オルレアンの広場で繰り広げられるイルミネーションは家族連れや恋人たちに大人気

 クリスマスが近づき、フランス国内の各地で、マルシェ・ド・ノエル(クリスマス・マーケット)が始まった。12月末まで毎日開かれる。特に有名なのが、首都のパリと、東部に位置する、ドイツとの国境近くの街ストラスブールのマーケットである。
 パリの中で一番大きなマーケットは、凱旋(がいせん)門とコンコルド広場を結ぶシャンゼリゼ通りのものである。色とりどりのイルミネーションが飾られ、そこに小さなお店がたくさん並んでいる。ほかにも、パリ市内の多くの場所で、マーケットが催される。

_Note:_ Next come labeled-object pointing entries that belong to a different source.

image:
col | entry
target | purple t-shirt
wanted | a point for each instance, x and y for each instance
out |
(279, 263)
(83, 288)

 一方、ストラスブールは木組みの建物が立ち並ぶことで知られるとても古い街。そのおもむきで街全体がクリスマスムード一色に染まっており人気だ。マーケットの始まりは1570年と国内最古で、とても長い歴史を誇る。モミの木を使ったクリスマスツリー発祥の地でもあり、毎年多くの観光客が訪れている。
 しかし、わざわざ観光地まで行かなくとも、私が暮らすオルレアンでもクリスマス・マーケットが毎年開催されている。年々、豪華になっているようで、以前は街中の1カ所だけだったが、現在は3カ所の広場を使って、60ほどの小さなお店が並んでいる。クリスマスのデコレーション、クリスマスツリー、アクセサリー、洋服などがずらり。チーズやジャガイモを使ったフランス各地の郷土料理も並ぶ。

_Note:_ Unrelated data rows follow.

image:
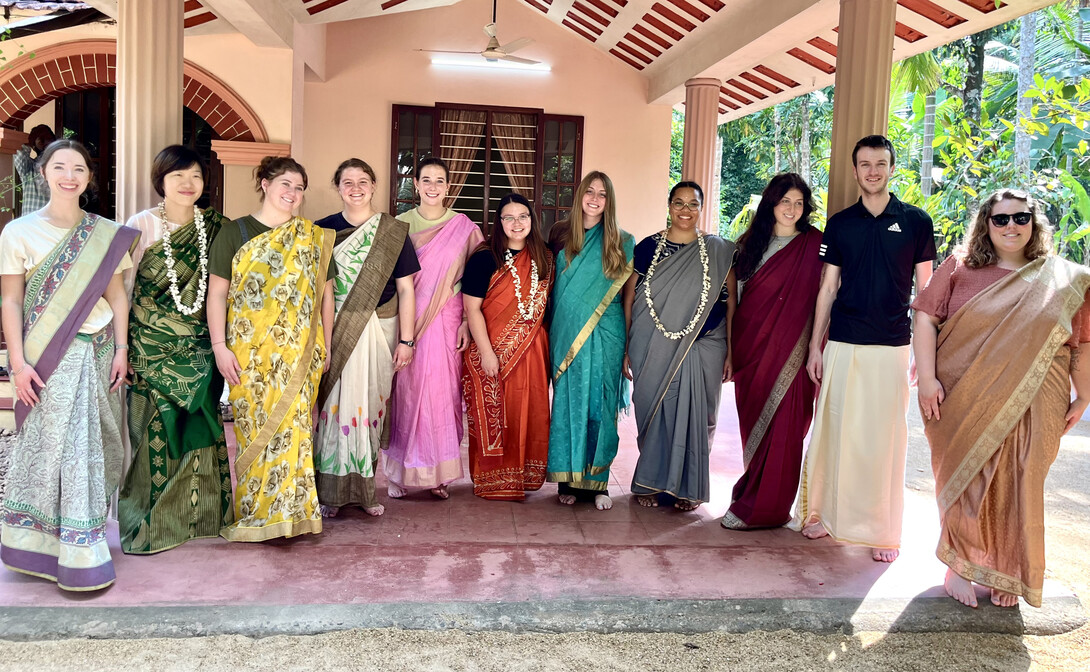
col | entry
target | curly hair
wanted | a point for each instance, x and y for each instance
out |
(978, 252)
(754, 241)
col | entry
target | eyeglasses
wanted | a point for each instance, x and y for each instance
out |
(1020, 218)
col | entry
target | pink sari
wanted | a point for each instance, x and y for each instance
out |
(426, 428)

 マーケット以外にも、期間限定ではあるが、移動式のジェットコースターや観覧車、スケート場が街中に設置される。その観覧車だが、ボックスが全てむき出しになっている上、回転するスピードが速い。正直寒いし、上昇したときに外がほぼ丸見えなのでとても怖い。一緒に乗った子どもが興奮して立ち上がろうとするのだが、気を付けないと落ちそうになるほどだ。
 他にも子どもが楽しめるようにと、まばゆいばかりの光のショーや、彼らが憧れるサンタさんの家がある。このサンタさん、子どもたちの学校がない週末などは決まった時間にずっと家の中にいる。お金を払えば家に入ることもできて、記念写真を一緒に撮らせてくれる。サンタさんと並ぶ子どもの笑顔がうれしい。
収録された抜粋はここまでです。